RigidFormer: Learning Rigid Dynamics using Transformers
A mesh-free, object-centric Transformer for multi-object rigid-body contact dynamics from point clouds.
1 MIT2 Meta
Abstract
Learning-based simulation of multi-object rigid-body dynamics remains difficult because contact is discontinuous and errors compound over long horizons. Most existing methods remain tied to mesh connectivity and vertex-level message passing, which limits their applicability to mesh-free inputs such as point clouds and leads to high computational cost. Efficiently modeling high-fidelity rigid-body dynamics from mesh-free representations therefore remains challenging. We introduce RigidFormer, an object-centric Transformer-based model that learns mesh-free rigid-body dynamics with controllable integration step sizes. RigidFormer reasons at the object level and advances each object through compact anchors; Anchor-Vertex Pooling enriches these anchors with local vertex features, retaining contact-relevant geometry without dense vertex-level interaction. We propose Anchor-based RoPE to inject anchor geometry into attention while respecting the unordered nature of objects and anchors: object-token processing is permutation-equivariant, and the mean-pooled anchor descriptor is invariant to anchor reindexing while preserving shape extent. RigidFormer further enforces rigidity by projecting updates onto the rigid-body manifold using differentiable Kabsch alignment. On standard benchmarks, RigidFormer outperforms or matches mesh-based baselines using point inputs, runs faster, generalizes to unseen point resolutions and across datasets, and scales to 200+ objects; we also show a preliminary extension to command-conditioned articulated bodies by treating body parts as interacting object-level components.
Qualitative Results on MOVi Datasets (test/val set)
Meshes are shown only for visualization; our model operates on point inputs.
MOVi-Sphere
Spherical-object scenes for cross-geometry qualitative comparison.
MOVi-A
Held-out test clips selected for qualitative inspection.
MOVi-B
More cluttered scenes with diverse object interactions.
Partial Point Cloud Observation
Rollouts from partial point-cloud inputs under occluded observations.
Large Scale Simulation
Dense rigid-body rollouts with increasing scene complexity.
Controllable Articulated Body Simulation
Controllable articulated-body rollouts under learned rigid dynamics.
Quantitative Results
Comparison against state-of-the-art neural rigid-body simulators.
Table 1. Method comparison. Mesh-Free: no triangle connectivity required. Var. Δt: handles multiple step sizes. Preproc.-Free: no offline geometry computation. Warmup Frames: number of input frames required for rollout.

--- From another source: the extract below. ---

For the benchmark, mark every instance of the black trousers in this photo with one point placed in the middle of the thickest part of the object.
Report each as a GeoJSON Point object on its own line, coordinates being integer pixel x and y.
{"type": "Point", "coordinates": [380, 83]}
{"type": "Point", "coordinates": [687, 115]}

| Method | Mesh-Free | Var. Δt | Preproc.-Free | #Warmup Frames ↓ | Runtime (FPS) ↑ |
|---|---|---|---|---|---|
| MGN | ✗ | ✗ | ✓ | 2 | 5.7 |
| FIGNet | ✗ | ✗ | ✓ | 3 | 3.0 |
| SDF-Sim† | ✗ | ✗ | ✗ | 3 | — |
| HopNet‡ | ✗ | ✗ | ✗ | 3 | 0.2 |
| RigidFormer (Ours) | ✓ | ✓ | ✓ | 2 | 23.9 |
† SDF pre-learning: ~5 hours for MOVi-B.
‡ Simplicial-complex construction: ~15 days on MOVi-B.
Why these properties matter in practice.
- Mesh-Free.
-
- Real-world inputs are typically captured as point clouds (LiDAR, depth cameras, 3D scanners), so a mesh-free formulation removes the brittle "point cloud → mesh reconstruction" preprocessing stage required by mesh-based simulators.
- Operating directly on points is robust to partial occlusion, sparse sampling, and irregular density; mesh-based methods are sensitive to broken or inconsistent topology under such conditions.
- A point-only interface aligns naturally with on-line robotic perception and sim-to-real pipelines, allowing the dynamics loop to consume sensor streams without intermediate geometric reconstruction.
- Point inputs further admit a rich family of training-time augmentations — downsampling, jitter, occlusion masking, and density variation — that can be tailored by the user to improve robustness against imperfect geometric observations at deployment.
- Var. Δt (variable integration step).
-
- The step size becomes a deployment-time knob: large Δt for fast interactive rollout, small Δt for high-fidelity simulation, all within a single trained model.
- Larger Δt reduces the number of autoregressive steps required to cover a fixed horizon, lowering both cumulative error and inference cost in long-horizon rollouts.
- For world-model use cases, planning rarely requires fine-grained dynamics; coarser steps yield more future information per unit of compute, which directly accelerates downstream planning and decision-making.
- Preproc.-Free (no offline geometry computation).
-
- Methods such as SDF-Sim require several hours of per-dataset SDF pre-learning, while HopNet's simplicial-complex construction takes on the order of fifteen days; these costs must be paid again for every new scene or dataset, hindering practical scalability.
- Eliminating this stage enables immediate deployment to previously unseen geometries and removes a major bottleneck in scaling training data.
- #Warmup Frames ↓ (fewer is better).
-
- Warmup frames are the historical observations the model must consume before producing its first prediction.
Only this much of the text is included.